Cegados por la pena e incapaces de distinguir entre sus familiares y las
demás personas. Buscaron sus casas con dificultad, y algunos se refugiaron
en el hogar equivocado. Afligidos por la pena, lo iban mirando todo y,
aunque la ciudad y las casas estaban repletas de riquezas, a ellos les parecían
vacías y nada les procuraba placer.
Ayodhya parecía entonces como un cielo sin Luna. Por todas partes había
ciudadanos llorando y todos ellos pensaban en renunciar a sus vidas. Nadie
se satisfacía en ninguna situación, aun en el caso de recibir alguna fortuna
inesperada o el nacimiento del hijo primogénito. Los comerciantes no
exponían sus productos, y dichos productos ni tan siquiera parecían
atractivos. Los cabezas de familia no cocinaban y las deidades estaban
descuidadas.
Cuando los hombres regresaron a casa sin Rama, las esposas se lo
reprocharon: “¿Sin poder ver a Rama de qué nos sirve la casa, los hijos o los
bienes?”, dijeron las esposas. “¡Parece que el único hombre virtuoso en todo
el mundo es Lakshmana, que ha seguido a Rama al bosque para servirle!”.
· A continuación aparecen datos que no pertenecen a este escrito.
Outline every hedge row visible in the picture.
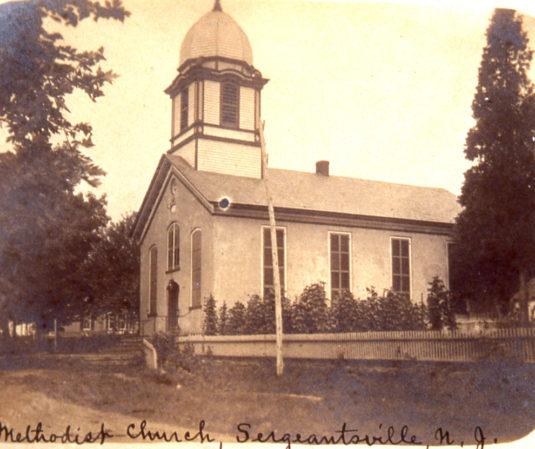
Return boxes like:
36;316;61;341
204;278;455;335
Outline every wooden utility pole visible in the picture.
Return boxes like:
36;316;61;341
259;121;284;376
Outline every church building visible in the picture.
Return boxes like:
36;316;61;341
133;0;459;335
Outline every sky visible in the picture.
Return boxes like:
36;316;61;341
24;0;535;219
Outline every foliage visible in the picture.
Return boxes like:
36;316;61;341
427;276;457;330
291;282;335;333
204;282;432;335
203;295;218;335
456;9;535;318
227;301;246;335
85;213;139;315
217;302;229;335
358;288;426;331
332;291;365;332
0;152;107;329
0;0;129;150
0;0;128;329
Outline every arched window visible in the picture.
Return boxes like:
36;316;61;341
167;223;180;271
180;88;189;131
191;229;202;308
221;83;240;128
149;246;158;316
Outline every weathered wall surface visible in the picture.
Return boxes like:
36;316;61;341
140;170;213;335
213;217;448;304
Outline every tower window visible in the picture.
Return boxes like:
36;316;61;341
221;83;240;128
180;89;189;131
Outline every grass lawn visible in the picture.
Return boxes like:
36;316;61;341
0;340;535;444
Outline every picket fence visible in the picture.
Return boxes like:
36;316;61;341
177;328;535;363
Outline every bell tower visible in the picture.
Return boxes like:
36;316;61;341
165;0;268;178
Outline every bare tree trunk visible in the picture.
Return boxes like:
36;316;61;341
520;270;529;327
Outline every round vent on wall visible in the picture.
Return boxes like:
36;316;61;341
217;196;230;210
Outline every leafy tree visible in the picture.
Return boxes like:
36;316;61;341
0;0;128;328
0;0;129;150
457;9;535;319
85;213;139;316
0;152;107;329
427;276;457;330
203;295;218;335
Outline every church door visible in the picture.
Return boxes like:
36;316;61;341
167;281;180;332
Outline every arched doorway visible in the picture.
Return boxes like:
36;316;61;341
167;279;180;332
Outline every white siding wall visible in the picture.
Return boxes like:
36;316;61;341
240;87;255;129
204;126;254;142
198;140;261;178
204;81;220;125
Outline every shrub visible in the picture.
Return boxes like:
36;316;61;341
427;276;457;330
331;291;365;332
217;302;228;335
227;301;246;335
291;282;336;333
203;295;217;335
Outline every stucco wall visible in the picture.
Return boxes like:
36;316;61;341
140;170;213;335
140;173;448;334
213;217;448;305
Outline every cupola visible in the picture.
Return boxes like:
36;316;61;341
179;2;253;67
165;0;268;178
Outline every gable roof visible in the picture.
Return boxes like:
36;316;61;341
134;154;460;243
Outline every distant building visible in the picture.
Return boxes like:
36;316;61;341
134;1;459;335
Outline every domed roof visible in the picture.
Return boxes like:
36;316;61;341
179;1;253;67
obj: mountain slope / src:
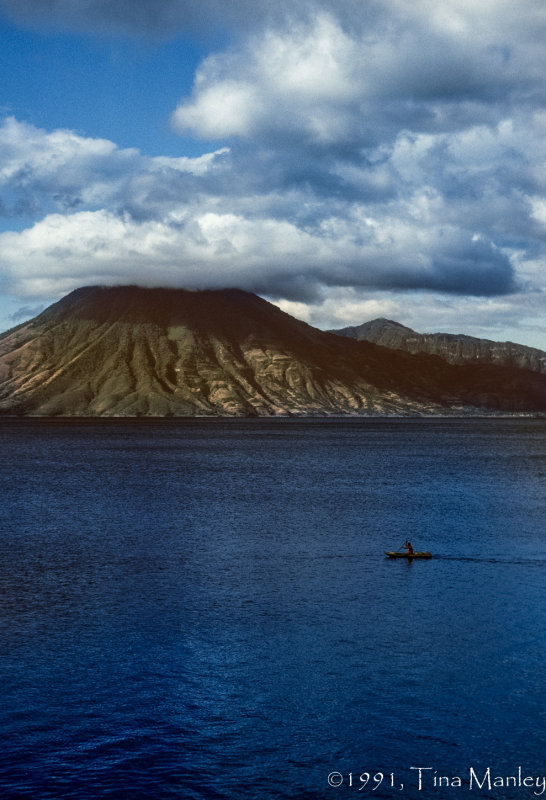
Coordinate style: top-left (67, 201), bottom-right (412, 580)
top-left (0, 287), bottom-right (546, 416)
top-left (332, 318), bottom-right (546, 374)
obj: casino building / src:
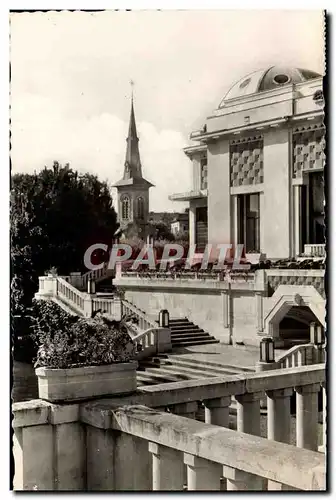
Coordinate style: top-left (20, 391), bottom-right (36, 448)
top-left (170, 66), bottom-right (325, 259)
top-left (114, 66), bottom-right (325, 348)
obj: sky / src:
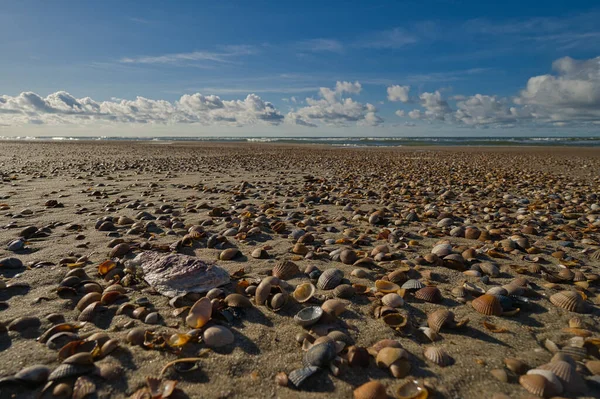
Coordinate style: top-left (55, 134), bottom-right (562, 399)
top-left (0, 0), bottom-right (600, 137)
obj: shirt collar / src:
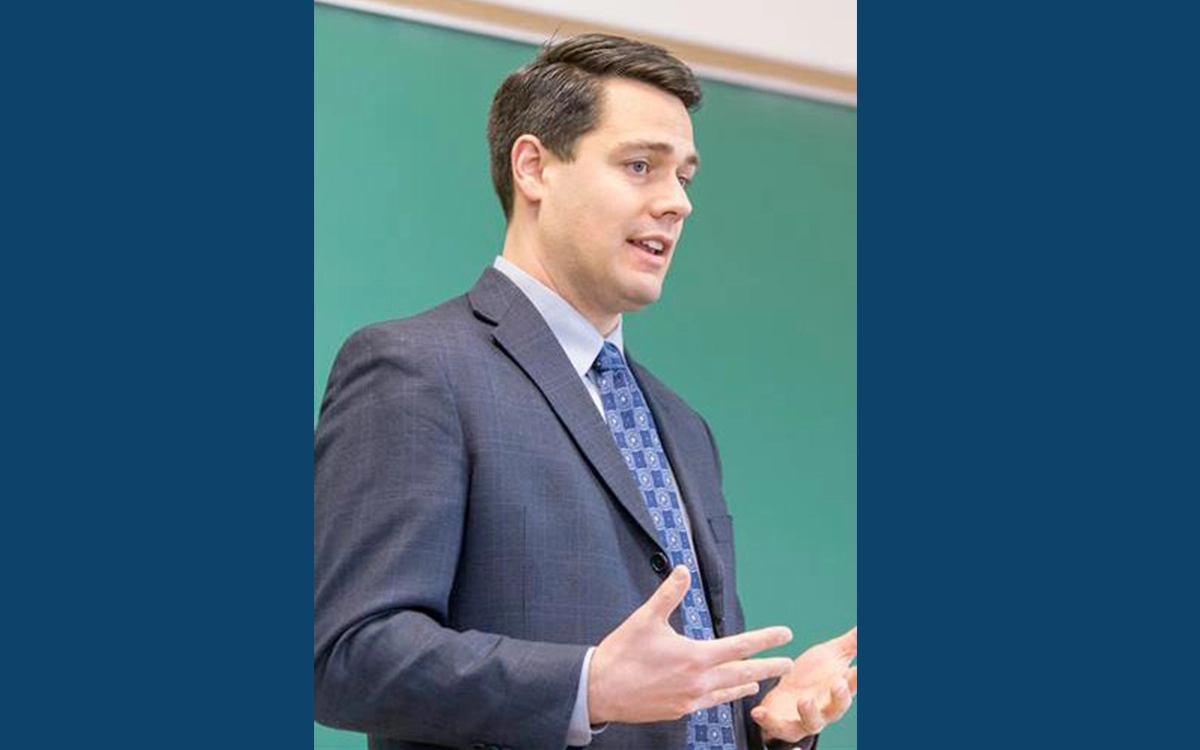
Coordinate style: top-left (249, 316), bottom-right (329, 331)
top-left (492, 256), bottom-right (625, 377)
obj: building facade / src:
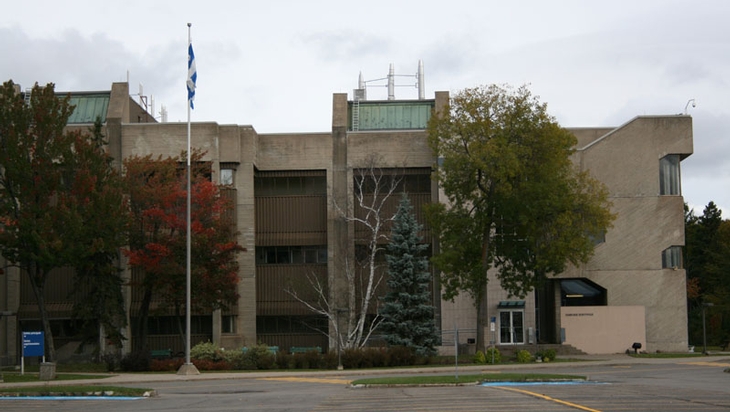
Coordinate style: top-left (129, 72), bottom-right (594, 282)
top-left (0, 83), bottom-right (692, 364)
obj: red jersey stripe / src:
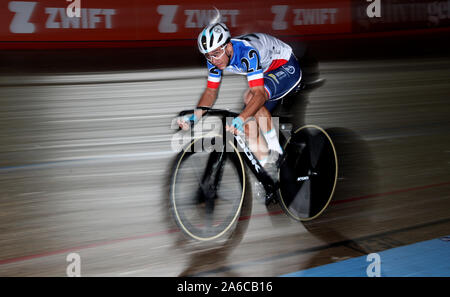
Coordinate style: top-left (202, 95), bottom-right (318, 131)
top-left (207, 80), bottom-right (220, 89)
top-left (248, 78), bottom-right (264, 88)
top-left (264, 59), bottom-right (288, 72)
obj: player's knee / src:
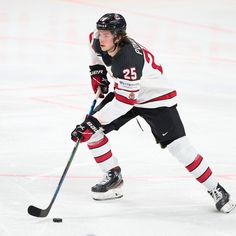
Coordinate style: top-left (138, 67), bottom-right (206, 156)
top-left (167, 136), bottom-right (198, 165)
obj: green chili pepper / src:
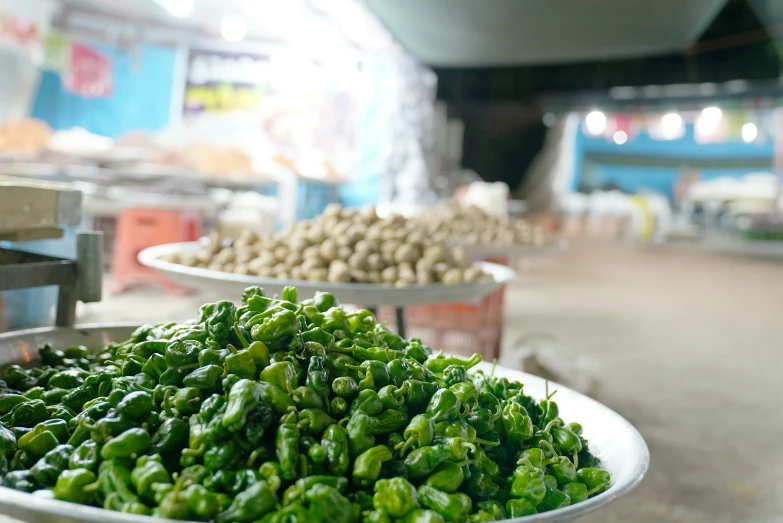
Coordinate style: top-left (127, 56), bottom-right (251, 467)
top-left (261, 361), bottom-right (298, 394)
top-left (576, 468), bottom-right (611, 496)
top-left (370, 409), bottom-right (408, 435)
top-left (30, 444), bottom-right (74, 487)
top-left (291, 386), bottom-right (325, 409)
top-left (378, 383), bottom-right (408, 409)
top-left (425, 389), bottom-right (462, 422)
top-left (275, 415), bottom-right (299, 481)
top-left (131, 454), bottom-right (171, 503)
top-left (321, 426), bottom-right (352, 476)
top-left (511, 460), bottom-right (546, 505)
top-left (204, 440), bottom-right (239, 471)
top-left (101, 428), bottom-right (152, 459)
top-left (182, 366), bottom-right (224, 390)
top-left (350, 389), bottom-right (383, 416)
top-left (551, 422), bottom-right (582, 454)
top-left (0, 400), bottom-right (47, 427)
top-left (352, 445), bottom-right (394, 487)
top-left (250, 309), bottom-right (301, 342)
top-left (424, 351), bottom-right (482, 373)
top-left (54, 468), bottom-right (99, 504)
top-left (424, 461), bottom-right (465, 494)
top-left (174, 387), bottom-right (204, 416)
top-left (501, 402), bottom-right (533, 441)
top-left (506, 498), bottom-right (538, 518)
top-left (563, 482), bottom-right (587, 504)
top-left (372, 478), bottom-right (419, 518)
top-left (297, 409), bottom-right (337, 436)
top-left (68, 439), bottom-right (100, 472)
top-left (346, 410), bottom-right (375, 458)
top-left (418, 485), bottom-right (472, 523)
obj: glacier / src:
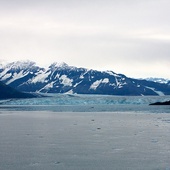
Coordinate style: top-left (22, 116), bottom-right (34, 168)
top-left (0, 94), bottom-right (170, 113)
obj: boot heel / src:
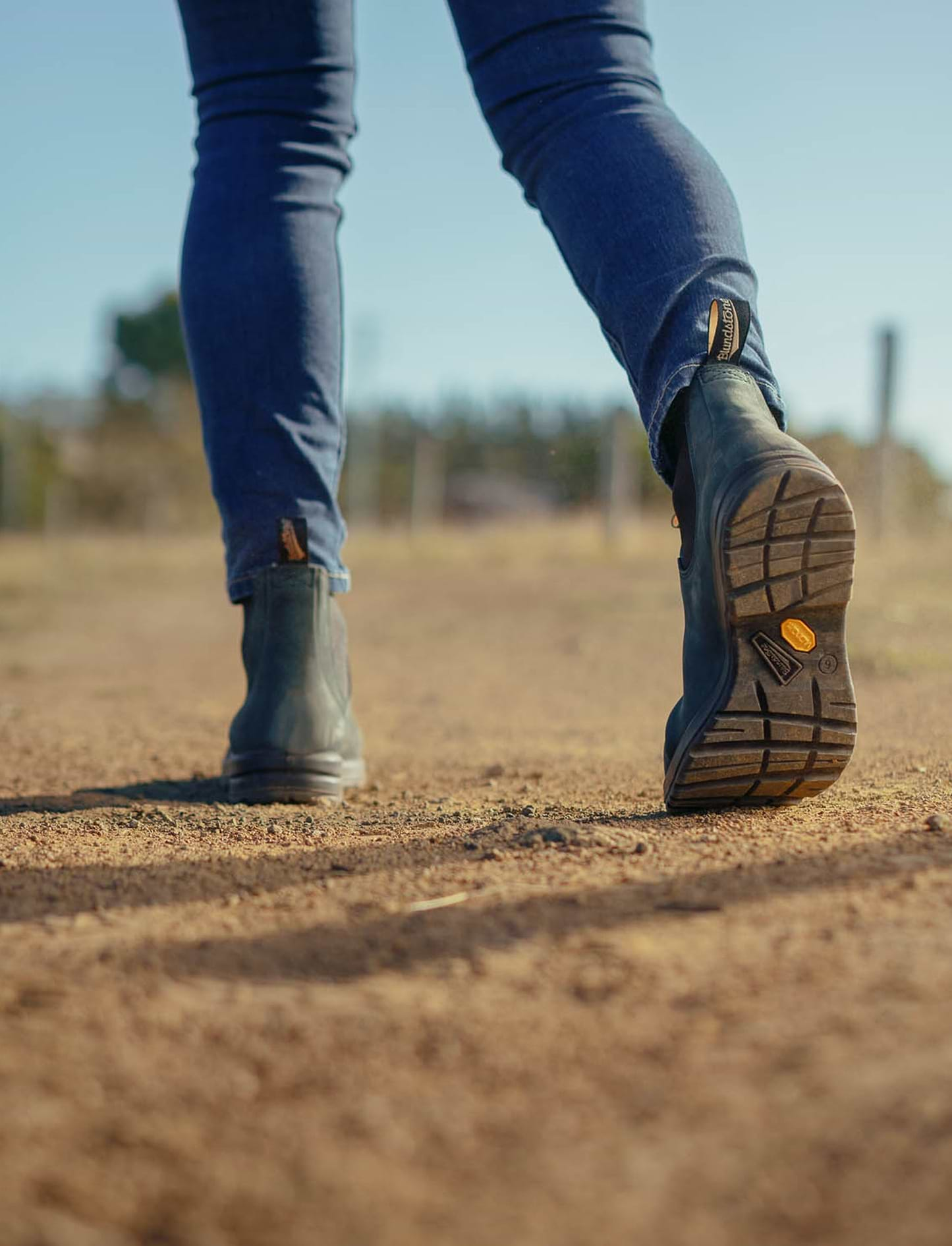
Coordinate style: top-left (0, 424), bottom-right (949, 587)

Los hombres, doloridos por la pérdida de Rama, no respondieron. Sus
esposas se lamentaron profusamente. ¿Cómo iban a permanecer bajo la
protección del viejo rey, que había perdido la cordura y desterrado a Rama?
Peor era la perspectiva de servir a Kaikeyi, que ya había logrado plenamente
su propósito. Tras abandonar a su marido y desgraciar a la familia por la
ambición del poder, ¿a quién no estaría dispuesta a abandonar?